If Jeffrey Epstein was the shadow that would ultimately loom over I’m the Girl, Marilyn Monroe was the spark that brought it into being. I didn’t pick up Fragments and My Story because I thought my next book would be there, I picked them up because I’d read something about how much Marilyn both needed and felt betrayed by her work and I wanted to know more; a small, though inextricable thread in what turned out to be my Leonard Cohen year. I found and was comforted by those sentiments in her loosely defined memoirs—but I also found something more: the awful push-and-pull that comes with possessing one of the most commodified bodies in Hollywood, the world.
In My Story, Marilyn describes herself as having the body of a seventeen-year-old by the time she was twelve. After borrowing a friend’s tight-fitting sweater, she’s surprised to see her social currency go up. (“I had known for some time that I had shapely breasts and thought nothing of that fact.”) She catches the interest of boys and the ire of girls and has the intrinsic understanding something important is happening to her: “[It was] as if I were two people. One of them was Norma Jean from the orphanage who belonged to nobody. The other was someone whose name I didn’t know. But I knew where she belonged. She belonged to the ocean and the sky and the whole world.”
Later in life, the cost of this ‘belonging’ becomes bitterly clear. After singing a song for wounded soldiers in Korea, she was pulled aside and told it was too suggestive. “I hadn’t sung [it] with any suggestive meaning . . . But I knew there was no use arguing about it. I’d been up against this kind of thing before. People had a habit of looking at me as if I were some kind of mirror instead of a person. They didn’t see me, they saw their own lewd thoughts.”
These contrasting, co-existing perspectives stayed with me.
And then, later, the shadow: Epstein’s preference was for young girls who leaned white and blonde.
What does it mean to be the patriarchy’s dream? To embody the ideal of a violent and oppressive power structure that operates at the expense of everyone and everything to maintain its hold? What does personal and sexual autonomy look like—if it can exist at all—under those circumstances? If you’re rewarded by meeting the standards established by this power structure, does that mean, on some level, you can own or control the power you’re benefiting from?
At one point in I’m the Girl, a character tells Georgia she’s the kind of beautiful that’s “always leaving somebody behind” and while Georgia knows this, it’s the body she has and the world she lives in.

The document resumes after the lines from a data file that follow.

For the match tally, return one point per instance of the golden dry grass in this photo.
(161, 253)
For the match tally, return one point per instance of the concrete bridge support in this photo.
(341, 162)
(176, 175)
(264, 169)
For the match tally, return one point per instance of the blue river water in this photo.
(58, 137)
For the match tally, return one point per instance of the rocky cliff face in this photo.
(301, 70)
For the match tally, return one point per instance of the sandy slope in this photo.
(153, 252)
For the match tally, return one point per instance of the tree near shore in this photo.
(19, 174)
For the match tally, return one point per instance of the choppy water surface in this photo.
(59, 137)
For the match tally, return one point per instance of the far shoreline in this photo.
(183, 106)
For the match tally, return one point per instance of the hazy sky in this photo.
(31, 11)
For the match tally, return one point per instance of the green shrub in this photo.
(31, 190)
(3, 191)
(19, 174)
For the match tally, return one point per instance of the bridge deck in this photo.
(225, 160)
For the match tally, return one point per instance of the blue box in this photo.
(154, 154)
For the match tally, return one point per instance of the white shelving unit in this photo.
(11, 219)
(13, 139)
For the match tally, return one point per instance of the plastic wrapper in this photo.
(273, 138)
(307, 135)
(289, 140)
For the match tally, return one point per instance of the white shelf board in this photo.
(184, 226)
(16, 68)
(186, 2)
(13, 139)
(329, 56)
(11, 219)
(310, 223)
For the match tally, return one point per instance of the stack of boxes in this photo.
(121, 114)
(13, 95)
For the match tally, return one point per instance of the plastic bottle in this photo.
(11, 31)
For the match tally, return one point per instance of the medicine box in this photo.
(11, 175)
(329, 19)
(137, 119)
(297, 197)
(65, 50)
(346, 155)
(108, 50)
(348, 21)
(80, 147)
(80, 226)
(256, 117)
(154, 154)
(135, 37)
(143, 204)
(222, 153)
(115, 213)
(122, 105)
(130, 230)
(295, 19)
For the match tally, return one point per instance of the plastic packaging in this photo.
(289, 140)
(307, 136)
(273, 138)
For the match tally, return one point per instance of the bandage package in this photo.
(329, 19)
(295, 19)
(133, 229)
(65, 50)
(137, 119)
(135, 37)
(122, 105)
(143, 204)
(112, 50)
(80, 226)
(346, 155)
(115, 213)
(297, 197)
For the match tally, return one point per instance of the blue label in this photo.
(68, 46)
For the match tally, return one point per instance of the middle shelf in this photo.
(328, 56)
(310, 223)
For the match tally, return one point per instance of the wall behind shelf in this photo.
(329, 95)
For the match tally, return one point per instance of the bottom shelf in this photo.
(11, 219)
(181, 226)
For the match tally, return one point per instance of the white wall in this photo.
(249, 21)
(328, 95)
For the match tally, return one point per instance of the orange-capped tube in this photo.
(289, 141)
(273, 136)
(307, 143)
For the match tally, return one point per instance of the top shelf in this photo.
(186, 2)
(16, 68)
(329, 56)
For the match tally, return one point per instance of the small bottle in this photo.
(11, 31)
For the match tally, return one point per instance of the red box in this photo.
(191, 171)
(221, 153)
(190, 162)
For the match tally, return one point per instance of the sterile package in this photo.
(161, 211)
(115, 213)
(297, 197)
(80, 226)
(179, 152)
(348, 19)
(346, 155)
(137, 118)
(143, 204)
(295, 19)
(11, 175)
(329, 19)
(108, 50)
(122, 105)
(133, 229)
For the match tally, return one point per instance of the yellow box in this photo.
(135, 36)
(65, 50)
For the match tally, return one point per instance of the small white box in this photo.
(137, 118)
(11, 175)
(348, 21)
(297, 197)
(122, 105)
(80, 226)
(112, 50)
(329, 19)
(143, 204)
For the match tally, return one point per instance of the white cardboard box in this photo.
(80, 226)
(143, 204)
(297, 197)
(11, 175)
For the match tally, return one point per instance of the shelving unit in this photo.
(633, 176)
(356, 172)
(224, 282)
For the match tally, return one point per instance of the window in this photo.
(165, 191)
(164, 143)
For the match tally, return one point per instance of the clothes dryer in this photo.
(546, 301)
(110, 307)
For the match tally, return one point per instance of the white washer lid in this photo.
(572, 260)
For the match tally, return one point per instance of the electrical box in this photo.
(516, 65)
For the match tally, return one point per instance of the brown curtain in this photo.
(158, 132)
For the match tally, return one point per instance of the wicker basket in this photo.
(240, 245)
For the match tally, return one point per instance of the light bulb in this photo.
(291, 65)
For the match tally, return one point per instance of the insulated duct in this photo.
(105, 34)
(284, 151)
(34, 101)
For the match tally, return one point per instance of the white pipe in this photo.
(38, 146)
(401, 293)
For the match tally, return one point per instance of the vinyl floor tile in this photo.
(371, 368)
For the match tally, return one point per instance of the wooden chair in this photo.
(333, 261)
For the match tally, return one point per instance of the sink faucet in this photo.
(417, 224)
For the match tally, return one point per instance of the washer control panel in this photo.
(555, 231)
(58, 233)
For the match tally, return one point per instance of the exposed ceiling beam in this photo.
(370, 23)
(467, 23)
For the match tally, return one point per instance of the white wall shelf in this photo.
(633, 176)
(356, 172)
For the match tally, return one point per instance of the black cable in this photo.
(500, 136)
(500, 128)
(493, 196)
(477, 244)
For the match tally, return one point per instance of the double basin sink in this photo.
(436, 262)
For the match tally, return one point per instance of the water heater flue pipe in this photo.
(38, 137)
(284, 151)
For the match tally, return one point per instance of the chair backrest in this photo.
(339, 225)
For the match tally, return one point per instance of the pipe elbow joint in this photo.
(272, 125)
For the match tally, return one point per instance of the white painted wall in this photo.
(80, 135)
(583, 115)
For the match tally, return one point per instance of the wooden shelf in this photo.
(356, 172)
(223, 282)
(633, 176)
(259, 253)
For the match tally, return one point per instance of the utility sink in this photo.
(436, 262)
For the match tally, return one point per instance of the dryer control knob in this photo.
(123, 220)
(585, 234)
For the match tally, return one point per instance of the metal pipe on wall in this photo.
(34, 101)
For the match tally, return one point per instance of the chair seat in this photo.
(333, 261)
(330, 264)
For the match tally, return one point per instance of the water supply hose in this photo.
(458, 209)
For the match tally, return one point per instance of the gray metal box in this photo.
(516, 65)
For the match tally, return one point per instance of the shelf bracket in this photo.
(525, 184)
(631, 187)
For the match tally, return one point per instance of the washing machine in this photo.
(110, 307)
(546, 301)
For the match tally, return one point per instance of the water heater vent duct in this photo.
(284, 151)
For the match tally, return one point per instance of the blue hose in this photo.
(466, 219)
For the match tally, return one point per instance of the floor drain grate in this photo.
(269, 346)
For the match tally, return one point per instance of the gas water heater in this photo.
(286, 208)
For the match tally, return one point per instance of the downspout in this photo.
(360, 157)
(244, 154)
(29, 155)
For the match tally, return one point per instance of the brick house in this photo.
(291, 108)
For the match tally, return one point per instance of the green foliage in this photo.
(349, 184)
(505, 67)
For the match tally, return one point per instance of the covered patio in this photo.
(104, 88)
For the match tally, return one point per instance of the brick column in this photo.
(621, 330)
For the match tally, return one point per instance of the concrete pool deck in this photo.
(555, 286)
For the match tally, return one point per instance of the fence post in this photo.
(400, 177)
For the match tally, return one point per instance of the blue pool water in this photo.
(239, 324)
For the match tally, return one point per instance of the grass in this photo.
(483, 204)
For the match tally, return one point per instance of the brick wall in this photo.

What else is she supposed to do?
I’m the Girl is about a sixteen-year-old girl holding the tension of all of this and how hard it is to reconcile and to articulate at such a vulnerable age, when you know nothing about the world—but the world knows about you. When I wrote it, I knew I could never use—and refused to use—Georgia’s point-of-view to moralize or make larger commentaries about her experiences than she, as a character, was capable of making at the time. If I did, it would deny readers the opportunity to understand the impact of the classist, misogynistic, patriarchal world Georgia’s grown up in and how it defines what happens to her. It would deny them the opportunity to look inside themselves to really consider its far-reaching consequences, the complicity that allows it to thrive, how many people it hurts, and who it leaves behind.
These are just some of the things that haunted me enough to build I’m the Girl around and its readers will find that Georgia’s story crystallizes them into a single question and—
I just hope they have the courage to answer it.
When I finished Marilyn’s memoirs, I would often look up photos from the Barris photo shoot and pore over them for long stretches at a time, heartbroken.
I wondered if, by then—so close to her end—she was only a mirror.
And if, by then, when she looked in one, nothing was reflected back at her.
This was so beautifully written, thank you for sharing. Have you read Zelda Fitzgerald’s book, “Save Me The Waltz” ? Zelda Fitzgerald being F. Scott Fitzgerald’s wife. It’s on my “TBR” list but it seems incredibly fascinating and also very much related to the genre of memoirs and books you’ve been reading/talking about here. I don’t know if it’s quite a memoir, but still, I recommend checking it out when/if you have time. And again, thank you for this post, it’s beautiful.